We also compared the proportion of samples in which we detected EV-D68 during June–October 2014, 2016, and 2018 and analyzed the seasonality of EV-D68 in relation to admissions for asthma (Figure 2). The proportion of RV/EV detected from all nasopharyngeal samples analyzed according to the standard of care was 41% in 2014 and 2016 and 55% in 2018; overall EV-D68 detection was 44% in 2014, 7% in 2016, and 39% in 2018. The proportion of EV-D68 detected among RV/EV-positive samples (Figure 2, panel A) and the number of admissions for asthma (Figure 2, panel B) were calculated weekly during the 3 periods. The duration of the 2014 outbreak was shorter (mid-July through early October, 13 weeks), and peaked the last week of August, coinciding with a disproportionate number of admissions for asthma. In 2018, the first cases of EV-D68 were identified earlier (mid-June) and ended the first week of October (total of 16 weeks), peaking the last week of July/first week of August. In parallel, the number of admissions for asthma increased during July and August but peaked during the last week of August, which was delayed in relation to EV-D68 circulation. Admissions for asthma during the same time period in 2016 were substantially lower, as was EV-D68 detection.

Figure 2.

Percentage of EV-D68 (A) and number of admissions for asthma per 1,000 hospital admissions (B) among rhinovirus/enterovirus-positive (RV/EV) samples, Nationwide Children's Hospital, Columbus, Ohio, USA, June–October 2014, 2016, and 2018. EV-D68, enterovirus D68.

Molecular Characteristics of EV-D68 2018 Strains

We sequenced 130 EV-D68–positive samples from 2018 and aligned them to both NCH strains from prior years and to EV-D68 sequences available at the National Center for Biotechnology Information website. The NCH 2018 strains were >98.5% identical to each other and demonstrated >85% sequence identity to the VP1 regions of the prototype Fermon strain (GenBank accession no. NC_038308). These 2018 strains were also 92%–94% identical to the 2014 and 2011 NCH strains previously reported.[3] The most closely related sequences to the NCH 2018 strains were those isolated in 2016 and 2015 from different geographic regions.[10,11]

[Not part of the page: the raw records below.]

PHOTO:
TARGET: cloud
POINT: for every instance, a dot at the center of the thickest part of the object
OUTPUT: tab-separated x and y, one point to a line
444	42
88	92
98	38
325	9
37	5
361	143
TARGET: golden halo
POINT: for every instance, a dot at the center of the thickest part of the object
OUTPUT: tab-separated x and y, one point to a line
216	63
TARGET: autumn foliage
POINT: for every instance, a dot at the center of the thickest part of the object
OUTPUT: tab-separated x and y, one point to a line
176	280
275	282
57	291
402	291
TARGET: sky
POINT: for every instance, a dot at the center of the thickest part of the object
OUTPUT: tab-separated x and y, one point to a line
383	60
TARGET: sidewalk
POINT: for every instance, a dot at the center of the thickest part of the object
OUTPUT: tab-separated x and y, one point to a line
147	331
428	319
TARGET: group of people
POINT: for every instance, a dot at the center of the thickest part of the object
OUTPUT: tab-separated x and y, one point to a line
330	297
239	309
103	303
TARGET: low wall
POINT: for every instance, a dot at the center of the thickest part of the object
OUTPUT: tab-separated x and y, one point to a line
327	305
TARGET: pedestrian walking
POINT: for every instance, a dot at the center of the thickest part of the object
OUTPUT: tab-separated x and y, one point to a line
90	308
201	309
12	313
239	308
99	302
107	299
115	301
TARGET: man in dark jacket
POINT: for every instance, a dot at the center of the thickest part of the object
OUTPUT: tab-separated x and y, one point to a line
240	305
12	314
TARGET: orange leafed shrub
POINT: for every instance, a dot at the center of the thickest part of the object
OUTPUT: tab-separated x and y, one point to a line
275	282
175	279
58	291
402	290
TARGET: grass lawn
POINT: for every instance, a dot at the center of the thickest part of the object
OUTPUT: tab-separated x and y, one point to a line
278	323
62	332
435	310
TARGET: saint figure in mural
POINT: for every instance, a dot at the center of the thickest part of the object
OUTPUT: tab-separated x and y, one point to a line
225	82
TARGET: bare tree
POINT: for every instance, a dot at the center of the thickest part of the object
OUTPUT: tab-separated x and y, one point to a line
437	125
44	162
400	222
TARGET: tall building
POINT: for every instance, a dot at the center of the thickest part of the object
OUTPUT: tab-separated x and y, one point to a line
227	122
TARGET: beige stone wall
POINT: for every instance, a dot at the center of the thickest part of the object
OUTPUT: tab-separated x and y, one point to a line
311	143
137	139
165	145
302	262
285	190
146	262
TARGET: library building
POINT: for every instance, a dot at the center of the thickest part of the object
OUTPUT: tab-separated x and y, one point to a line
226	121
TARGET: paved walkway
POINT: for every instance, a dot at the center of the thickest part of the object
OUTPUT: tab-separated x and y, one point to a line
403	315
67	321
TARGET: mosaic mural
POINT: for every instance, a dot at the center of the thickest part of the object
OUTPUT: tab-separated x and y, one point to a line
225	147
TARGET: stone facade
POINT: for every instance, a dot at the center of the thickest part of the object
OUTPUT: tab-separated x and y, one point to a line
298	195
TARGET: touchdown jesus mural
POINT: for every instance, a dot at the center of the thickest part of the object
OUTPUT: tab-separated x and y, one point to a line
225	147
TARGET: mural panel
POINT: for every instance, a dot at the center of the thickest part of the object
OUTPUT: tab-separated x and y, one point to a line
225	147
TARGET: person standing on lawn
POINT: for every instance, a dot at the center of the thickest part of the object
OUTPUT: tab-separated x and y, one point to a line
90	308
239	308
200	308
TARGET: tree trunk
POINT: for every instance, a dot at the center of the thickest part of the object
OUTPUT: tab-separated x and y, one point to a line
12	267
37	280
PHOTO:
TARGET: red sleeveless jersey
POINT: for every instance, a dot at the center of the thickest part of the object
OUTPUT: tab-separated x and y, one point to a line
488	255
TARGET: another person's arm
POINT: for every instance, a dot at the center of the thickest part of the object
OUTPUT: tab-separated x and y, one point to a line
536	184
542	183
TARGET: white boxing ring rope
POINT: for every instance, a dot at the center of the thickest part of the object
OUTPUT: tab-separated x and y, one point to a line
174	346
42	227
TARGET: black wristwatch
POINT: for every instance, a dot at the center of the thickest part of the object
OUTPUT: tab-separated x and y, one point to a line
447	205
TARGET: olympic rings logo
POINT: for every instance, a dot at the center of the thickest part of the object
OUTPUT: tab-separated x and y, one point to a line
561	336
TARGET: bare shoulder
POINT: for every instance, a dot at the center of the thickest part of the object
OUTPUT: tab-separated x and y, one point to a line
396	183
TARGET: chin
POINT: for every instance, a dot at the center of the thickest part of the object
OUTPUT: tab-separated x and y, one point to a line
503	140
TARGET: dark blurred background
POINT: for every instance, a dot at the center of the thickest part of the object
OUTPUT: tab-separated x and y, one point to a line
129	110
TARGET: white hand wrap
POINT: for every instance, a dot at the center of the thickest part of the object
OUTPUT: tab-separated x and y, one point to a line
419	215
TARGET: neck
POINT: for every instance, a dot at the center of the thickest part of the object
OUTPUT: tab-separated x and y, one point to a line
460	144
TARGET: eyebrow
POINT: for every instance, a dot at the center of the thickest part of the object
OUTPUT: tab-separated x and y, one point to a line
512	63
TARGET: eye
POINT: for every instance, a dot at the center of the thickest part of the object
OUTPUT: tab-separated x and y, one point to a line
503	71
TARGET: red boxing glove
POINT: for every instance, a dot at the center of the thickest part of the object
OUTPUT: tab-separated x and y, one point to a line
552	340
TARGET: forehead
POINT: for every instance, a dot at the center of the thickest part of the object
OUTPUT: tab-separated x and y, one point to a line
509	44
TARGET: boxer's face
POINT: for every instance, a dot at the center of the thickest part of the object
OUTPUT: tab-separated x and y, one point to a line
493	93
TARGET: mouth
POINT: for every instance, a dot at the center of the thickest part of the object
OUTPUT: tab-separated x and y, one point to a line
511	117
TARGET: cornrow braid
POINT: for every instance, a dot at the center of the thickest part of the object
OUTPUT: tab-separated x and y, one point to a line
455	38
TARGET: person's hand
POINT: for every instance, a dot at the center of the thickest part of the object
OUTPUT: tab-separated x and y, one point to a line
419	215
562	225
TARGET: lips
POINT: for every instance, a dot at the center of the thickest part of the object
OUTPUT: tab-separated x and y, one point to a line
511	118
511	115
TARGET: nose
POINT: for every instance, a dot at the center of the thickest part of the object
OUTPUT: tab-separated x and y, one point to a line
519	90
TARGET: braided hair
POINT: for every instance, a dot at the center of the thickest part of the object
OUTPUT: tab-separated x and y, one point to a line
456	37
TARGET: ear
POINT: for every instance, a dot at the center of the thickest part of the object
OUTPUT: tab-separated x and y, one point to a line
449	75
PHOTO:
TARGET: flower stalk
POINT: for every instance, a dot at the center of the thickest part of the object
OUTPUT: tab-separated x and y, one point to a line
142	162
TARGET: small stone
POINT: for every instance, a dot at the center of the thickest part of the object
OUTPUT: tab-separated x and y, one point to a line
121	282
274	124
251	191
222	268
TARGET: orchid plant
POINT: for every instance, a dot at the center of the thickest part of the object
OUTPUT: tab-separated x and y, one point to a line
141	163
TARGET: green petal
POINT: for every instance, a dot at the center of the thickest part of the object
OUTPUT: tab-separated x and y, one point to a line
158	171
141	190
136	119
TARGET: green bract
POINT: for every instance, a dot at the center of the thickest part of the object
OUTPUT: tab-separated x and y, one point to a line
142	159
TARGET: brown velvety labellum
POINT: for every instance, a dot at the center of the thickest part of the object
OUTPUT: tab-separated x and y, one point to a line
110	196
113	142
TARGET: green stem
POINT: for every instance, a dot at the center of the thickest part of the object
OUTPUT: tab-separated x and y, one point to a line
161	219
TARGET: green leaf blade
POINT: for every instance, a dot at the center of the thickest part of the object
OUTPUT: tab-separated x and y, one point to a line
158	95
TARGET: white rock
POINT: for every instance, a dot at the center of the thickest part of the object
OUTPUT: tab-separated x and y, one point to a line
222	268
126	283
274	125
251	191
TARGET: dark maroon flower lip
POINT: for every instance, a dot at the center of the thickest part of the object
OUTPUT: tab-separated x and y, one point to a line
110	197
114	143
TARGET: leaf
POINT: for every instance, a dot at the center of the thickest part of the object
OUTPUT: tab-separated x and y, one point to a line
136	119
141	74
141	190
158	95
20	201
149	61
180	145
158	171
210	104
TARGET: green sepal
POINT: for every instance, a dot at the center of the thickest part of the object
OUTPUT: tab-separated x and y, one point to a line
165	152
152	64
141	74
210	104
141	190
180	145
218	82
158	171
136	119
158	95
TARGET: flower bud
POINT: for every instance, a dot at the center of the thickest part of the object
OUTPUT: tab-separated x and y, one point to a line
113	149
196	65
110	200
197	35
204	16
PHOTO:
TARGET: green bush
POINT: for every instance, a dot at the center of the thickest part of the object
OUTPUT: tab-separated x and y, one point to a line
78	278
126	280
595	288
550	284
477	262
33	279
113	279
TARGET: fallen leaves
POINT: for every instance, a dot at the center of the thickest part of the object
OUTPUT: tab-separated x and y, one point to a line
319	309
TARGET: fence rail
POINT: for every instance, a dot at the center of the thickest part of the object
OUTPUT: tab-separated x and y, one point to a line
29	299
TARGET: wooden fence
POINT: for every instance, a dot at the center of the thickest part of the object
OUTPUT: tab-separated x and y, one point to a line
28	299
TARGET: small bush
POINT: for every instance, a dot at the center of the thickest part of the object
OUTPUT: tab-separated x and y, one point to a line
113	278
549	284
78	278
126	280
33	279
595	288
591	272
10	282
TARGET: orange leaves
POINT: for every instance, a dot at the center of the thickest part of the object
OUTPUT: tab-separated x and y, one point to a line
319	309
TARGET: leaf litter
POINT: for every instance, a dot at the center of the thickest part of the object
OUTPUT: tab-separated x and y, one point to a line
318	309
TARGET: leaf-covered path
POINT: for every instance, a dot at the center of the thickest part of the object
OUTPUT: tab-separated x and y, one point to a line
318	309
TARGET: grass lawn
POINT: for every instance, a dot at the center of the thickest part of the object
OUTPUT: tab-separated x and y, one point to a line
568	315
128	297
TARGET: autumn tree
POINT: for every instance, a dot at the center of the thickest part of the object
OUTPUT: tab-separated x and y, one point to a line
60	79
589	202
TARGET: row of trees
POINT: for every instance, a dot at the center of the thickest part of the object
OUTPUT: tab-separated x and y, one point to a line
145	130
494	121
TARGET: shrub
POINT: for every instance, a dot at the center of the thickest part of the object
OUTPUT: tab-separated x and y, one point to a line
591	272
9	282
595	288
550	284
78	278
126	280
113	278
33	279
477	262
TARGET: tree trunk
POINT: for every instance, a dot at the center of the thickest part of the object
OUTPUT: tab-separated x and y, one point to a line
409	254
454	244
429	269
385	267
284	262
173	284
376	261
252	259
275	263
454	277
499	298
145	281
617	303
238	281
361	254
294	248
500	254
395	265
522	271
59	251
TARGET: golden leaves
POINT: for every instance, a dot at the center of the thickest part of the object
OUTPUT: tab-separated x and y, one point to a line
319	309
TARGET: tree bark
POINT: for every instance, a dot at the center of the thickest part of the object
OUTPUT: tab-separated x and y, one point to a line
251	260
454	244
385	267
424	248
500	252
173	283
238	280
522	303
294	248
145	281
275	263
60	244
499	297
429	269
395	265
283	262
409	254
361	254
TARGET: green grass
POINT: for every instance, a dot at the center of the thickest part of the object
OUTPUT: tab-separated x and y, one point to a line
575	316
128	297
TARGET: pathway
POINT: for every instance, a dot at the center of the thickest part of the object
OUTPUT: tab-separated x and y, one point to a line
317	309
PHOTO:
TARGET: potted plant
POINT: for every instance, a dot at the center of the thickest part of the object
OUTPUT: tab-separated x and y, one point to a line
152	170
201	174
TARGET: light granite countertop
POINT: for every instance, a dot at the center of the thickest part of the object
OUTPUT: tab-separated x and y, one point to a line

We used 17 NCH strains (10 from 2018, 5 from 2014, and 2 from 2011) for further genetic characterization. Phylogenetic analyses followed by bootstrap analyses indicated that all NCH strains identified during the 2018 outbreak clustered into a new sublineage within major clade B, differently from the 2011 and 2014 NCH strains (Figure 3). Amino acid sequence alignment for the BC, DE, and GH loops (Figure 4) showed that the NCH 2018 strains displayed a unique amino acid signature, and all contained the amino acid residue (218T) that characterizes the EV-D68 clade B3.[10]

Figure 3.

Phylogenetic analysis of EV-D68 from samples from children at Nationwide Children's Hospital, Columbus, Ohio, USA, 2011, 2014, and 2018. Phylogenetic tree was constructed using partial viral protein 1 gene sequences. Scale bar indicates changes in base substitutions per site. EV-D68, enterovirus D68.

Figure 4.

Amino acid analysis of 17 EV-D68 strains from samples from patients at NCH, Columbus, Ohio, USA, 2011, 2014, and 2018. EV-D68 strains representing subclades B1, B2, and B3 were aligned. Black boxes indicate amino acids included in viral protein 1 motifs corresponding to protein loops; colored boxes indicate strains corresponding to each subclade (green, clade B1; blue, clade B2; red, clade B3). GenBank accession numbers are given in parentheses. EV-D68, enterovirus D68; NCH, Nationwide Children's Hospital.